But the E.C.B., in its twice-yearly assessment of risks to the euro area financial system, did not mention one risk that clearly weighs on many investors, economists and political leaders: the possibility that the euro zone could break up.
“I have no doubt about the euro,” Mario Draghi, the president of the E.C.B., told members of the European Parliament in Brussels. “The one currency is irreversible.”
He said he had discussed the possibility of a euro breakup in an interview with The Financial Times, published Monday, to counter “morbid speculation” about the demise of the common currency.
By some measures, the stresses on the European financial system are approaching or even exceeding levels last seen after the bankruptcy of Lehman Brothers in 2008. For example, market perception of the risk that two large banks in the euro area could fail in the next year have surpassed the previous peak in 2009, according to data in the E.C.B.’s Financial Stability Review.
“The transmission of tensions among sovereigns, across banks and between the two intensified to take on systemic crisis proportions not witnessed since the collapse of Lehman Brothers three years ago,” the report said.
Several negative developments are converging, the report said. Banks must roll over about €220 billion, or $286 billion, in debt during the first three months of 2012, even as market funding has become scarce and expensive. Credit crunches are already visible in some countries like Ireland, Vitor Constâncio, the vice president of the E.C.B., told reporters Monday.
Meanwhile, slower economic growth is likely to lead to an increase in bad loans, which will further weaken lenders.
“The whole year is going to be a difficult year for the banks,” Mr. Draghi said.
But Mr.
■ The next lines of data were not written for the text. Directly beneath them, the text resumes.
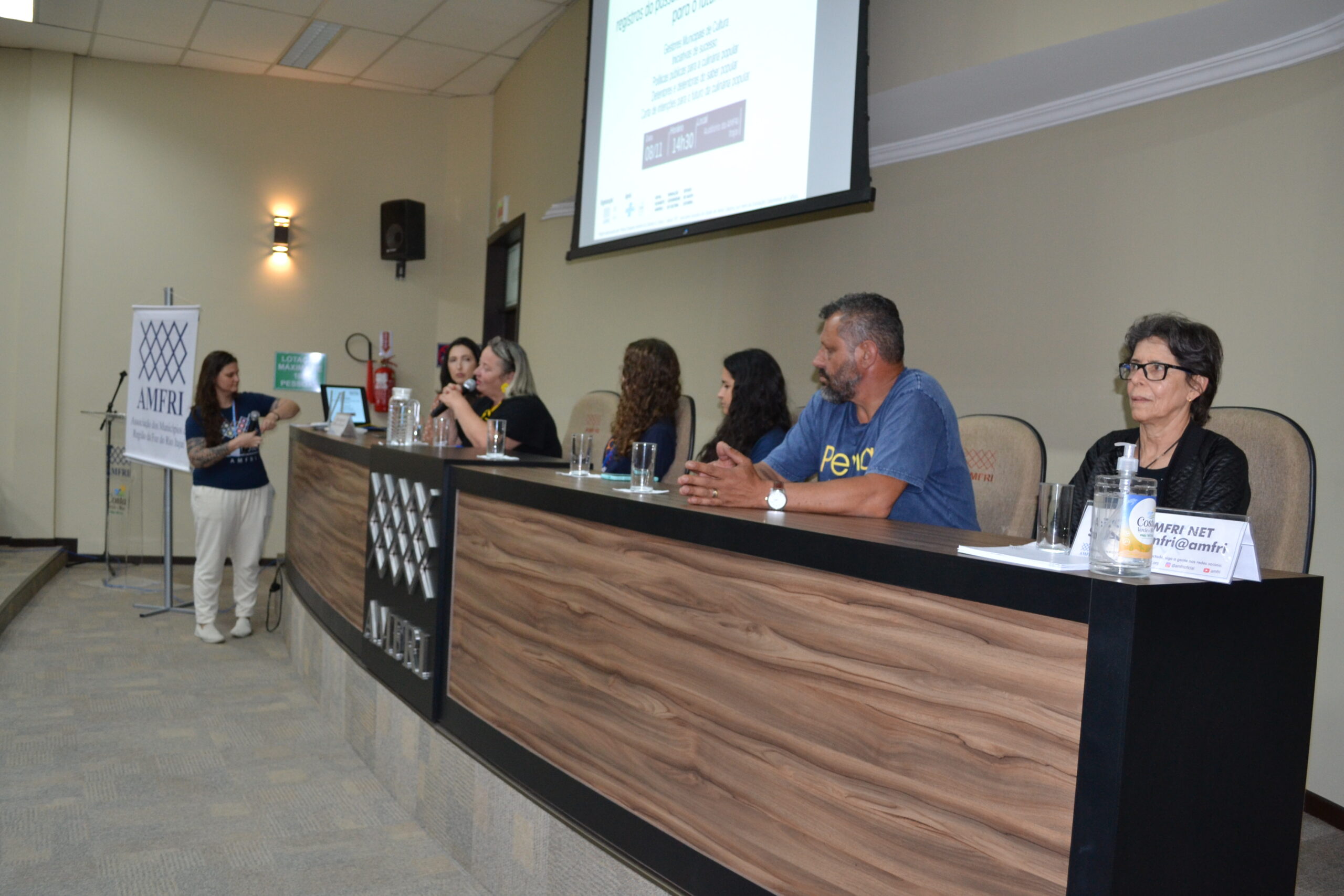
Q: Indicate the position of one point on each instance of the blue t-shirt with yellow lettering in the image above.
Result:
(913, 438)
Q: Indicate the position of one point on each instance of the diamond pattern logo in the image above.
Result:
(163, 351)
(402, 534)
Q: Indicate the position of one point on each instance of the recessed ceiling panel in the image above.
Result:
(354, 51)
(293, 7)
(109, 47)
(515, 47)
(389, 16)
(167, 22)
(480, 78)
(68, 14)
(224, 64)
(378, 85)
(481, 26)
(27, 35)
(420, 65)
(306, 75)
(233, 30)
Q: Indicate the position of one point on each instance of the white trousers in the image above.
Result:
(230, 523)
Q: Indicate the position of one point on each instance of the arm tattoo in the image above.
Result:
(201, 456)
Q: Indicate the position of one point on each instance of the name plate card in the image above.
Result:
(342, 425)
(1215, 547)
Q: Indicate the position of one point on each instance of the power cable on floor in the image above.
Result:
(276, 594)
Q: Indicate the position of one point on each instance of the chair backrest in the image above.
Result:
(593, 414)
(1007, 460)
(1283, 468)
(685, 433)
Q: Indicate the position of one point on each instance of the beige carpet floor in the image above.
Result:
(136, 761)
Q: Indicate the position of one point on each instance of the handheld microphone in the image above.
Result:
(440, 407)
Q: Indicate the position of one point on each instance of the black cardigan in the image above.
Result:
(1208, 472)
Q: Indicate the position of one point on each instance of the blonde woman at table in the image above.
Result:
(506, 379)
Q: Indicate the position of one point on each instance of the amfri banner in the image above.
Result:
(163, 361)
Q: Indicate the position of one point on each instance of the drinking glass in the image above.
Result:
(1054, 516)
(581, 452)
(643, 458)
(441, 429)
(495, 437)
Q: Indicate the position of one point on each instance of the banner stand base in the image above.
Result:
(155, 610)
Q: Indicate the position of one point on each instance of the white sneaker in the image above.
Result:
(209, 633)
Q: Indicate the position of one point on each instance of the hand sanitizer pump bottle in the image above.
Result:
(1122, 519)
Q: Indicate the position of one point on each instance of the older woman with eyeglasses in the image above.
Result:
(1171, 376)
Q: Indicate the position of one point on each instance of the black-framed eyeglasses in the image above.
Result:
(1152, 370)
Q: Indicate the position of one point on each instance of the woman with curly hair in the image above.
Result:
(651, 387)
(754, 404)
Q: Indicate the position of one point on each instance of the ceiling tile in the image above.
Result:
(224, 64)
(167, 22)
(111, 47)
(378, 85)
(481, 78)
(304, 75)
(296, 7)
(245, 33)
(518, 45)
(420, 65)
(354, 51)
(29, 35)
(481, 26)
(389, 16)
(68, 14)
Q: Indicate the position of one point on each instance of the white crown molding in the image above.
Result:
(563, 208)
(956, 90)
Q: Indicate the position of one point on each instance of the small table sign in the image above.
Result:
(1193, 544)
(342, 425)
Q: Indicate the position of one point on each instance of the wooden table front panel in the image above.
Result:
(324, 531)
(816, 734)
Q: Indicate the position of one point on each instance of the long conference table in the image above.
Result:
(754, 702)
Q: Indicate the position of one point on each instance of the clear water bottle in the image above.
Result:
(402, 417)
(1124, 508)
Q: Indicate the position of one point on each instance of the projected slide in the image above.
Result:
(701, 109)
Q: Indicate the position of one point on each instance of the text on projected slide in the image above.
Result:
(689, 73)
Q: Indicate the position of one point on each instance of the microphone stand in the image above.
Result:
(107, 480)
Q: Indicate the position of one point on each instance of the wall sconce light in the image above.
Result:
(281, 242)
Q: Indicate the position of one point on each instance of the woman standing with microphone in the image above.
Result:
(230, 493)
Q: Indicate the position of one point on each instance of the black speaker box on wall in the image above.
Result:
(404, 230)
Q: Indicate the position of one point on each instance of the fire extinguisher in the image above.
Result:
(378, 382)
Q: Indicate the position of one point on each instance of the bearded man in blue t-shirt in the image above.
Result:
(881, 437)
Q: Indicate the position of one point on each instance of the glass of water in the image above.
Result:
(581, 452)
(495, 437)
(441, 429)
(643, 458)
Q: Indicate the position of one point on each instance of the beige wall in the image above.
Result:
(1016, 265)
(35, 108)
(172, 178)
(917, 39)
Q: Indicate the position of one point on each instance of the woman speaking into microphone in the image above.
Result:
(230, 493)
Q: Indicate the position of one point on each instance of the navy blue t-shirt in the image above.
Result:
(913, 437)
(244, 468)
(662, 434)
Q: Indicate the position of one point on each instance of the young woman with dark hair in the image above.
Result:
(756, 406)
(651, 388)
(460, 363)
(230, 493)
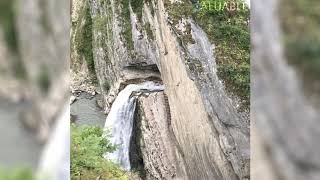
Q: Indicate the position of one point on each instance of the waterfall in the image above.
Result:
(120, 120)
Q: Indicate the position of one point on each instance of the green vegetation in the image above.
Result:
(124, 18)
(300, 23)
(7, 23)
(149, 32)
(88, 145)
(83, 38)
(229, 31)
(16, 174)
(137, 6)
(178, 11)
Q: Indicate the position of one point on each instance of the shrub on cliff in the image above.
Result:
(88, 144)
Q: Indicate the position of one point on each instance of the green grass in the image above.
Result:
(301, 27)
(88, 145)
(229, 32)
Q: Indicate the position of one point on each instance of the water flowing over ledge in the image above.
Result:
(120, 120)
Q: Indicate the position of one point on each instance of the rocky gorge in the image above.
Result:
(194, 128)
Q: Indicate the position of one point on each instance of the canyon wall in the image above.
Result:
(208, 138)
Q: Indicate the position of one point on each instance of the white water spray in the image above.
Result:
(120, 121)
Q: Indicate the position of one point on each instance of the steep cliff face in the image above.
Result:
(139, 41)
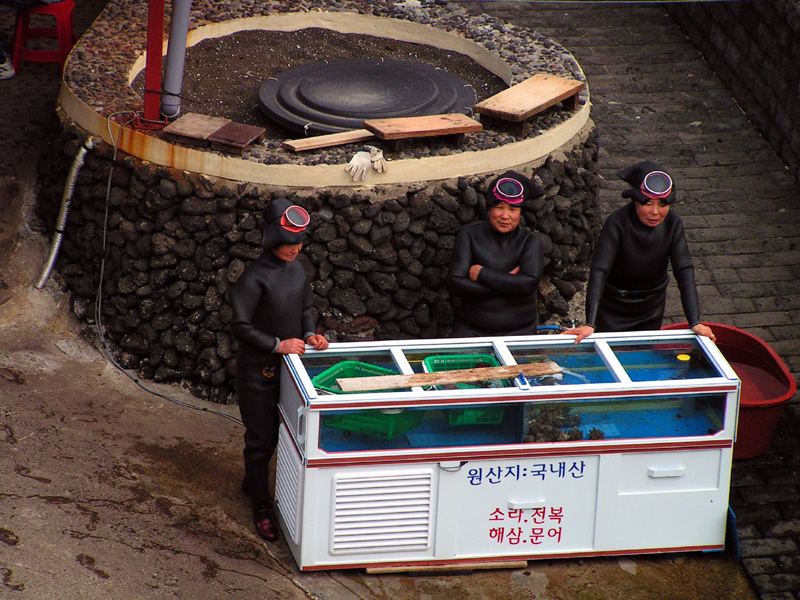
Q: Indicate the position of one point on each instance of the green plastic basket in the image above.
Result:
(477, 415)
(450, 362)
(376, 423)
(347, 369)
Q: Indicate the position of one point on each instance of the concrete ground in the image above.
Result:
(109, 491)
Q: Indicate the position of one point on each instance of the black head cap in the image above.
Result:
(649, 182)
(513, 188)
(284, 223)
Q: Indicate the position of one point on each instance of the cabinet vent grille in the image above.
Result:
(288, 480)
(382, 513)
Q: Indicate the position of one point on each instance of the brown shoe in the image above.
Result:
(265, 526)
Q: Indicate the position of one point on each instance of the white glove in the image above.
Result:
(376, 156)
(359, 165)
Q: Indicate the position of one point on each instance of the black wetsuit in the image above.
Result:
(271, 301)
(627, 288)
(499, 303)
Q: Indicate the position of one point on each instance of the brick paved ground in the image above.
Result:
(654, 97)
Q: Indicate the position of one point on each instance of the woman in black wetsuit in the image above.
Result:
(627, 288)
(272, 315)
(496, 266)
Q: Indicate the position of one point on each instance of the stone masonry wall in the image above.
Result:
(754, 47)
(175, 241)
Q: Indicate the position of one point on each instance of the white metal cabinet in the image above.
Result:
(652, 417)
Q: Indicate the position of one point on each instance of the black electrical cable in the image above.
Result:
(99, 299)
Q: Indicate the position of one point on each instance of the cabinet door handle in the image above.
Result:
(518, 504)
(655, 472)
(301, 424)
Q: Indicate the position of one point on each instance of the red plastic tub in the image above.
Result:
(766, 385)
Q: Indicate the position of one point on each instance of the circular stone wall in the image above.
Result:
(177, 237)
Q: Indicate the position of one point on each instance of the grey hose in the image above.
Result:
(61, 222)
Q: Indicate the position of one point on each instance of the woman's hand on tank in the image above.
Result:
(705, 330)
(319, 342)
(292, 346)
(579, 332)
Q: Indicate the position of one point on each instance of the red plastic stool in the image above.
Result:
(63, 32)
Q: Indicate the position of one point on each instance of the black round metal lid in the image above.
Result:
(329, 97)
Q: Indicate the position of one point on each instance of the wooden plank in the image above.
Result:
(470, 566)
(235, 137)
(529, 97)
(194, 128)
(427, 126)
(391, 382)
(326, 141)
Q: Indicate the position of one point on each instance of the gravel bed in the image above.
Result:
(99, 67)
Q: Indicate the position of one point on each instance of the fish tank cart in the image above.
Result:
(425, 453)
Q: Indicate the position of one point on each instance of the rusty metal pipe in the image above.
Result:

Draghi and Mr. Constâncio said that the E.C.B. addressed the problem when, earlier this month, the bank announced plans to begin lending money to banks at 1 percent interest for as long as three years. The action was one of a series of moves designed to ensure that banks have the money they need to support economic growth.
The measures “will eliminate all excuses to say that credit could decelerate,” Mr. Constâncio said.
Echoing recent statements by Mr. Draghi, the Stability Review leaned on political leaders to swiftly deploy measures they have agreed on to contain the crisis, such as the new euro area bailout fund.
Mr. Constâncio also criticized European leaders for a plan, supposedly voluntary, under which investors would accept a 50 percent decline in the value of their holdings of Greek bonds. That action in July put markets on notice that default of a euro zone country was not unthinkable, and raised pressure on other countries, Mr. Constâncio said.
Political leaders have since said that Greece will be a unique case, a statement some investors have taken as an implied guarantee on the debt of other countries. Asked if there was in fact a guarantee, Mr. Constâncio put the onus on governments to implement policies “that will counter the risk of that happening.”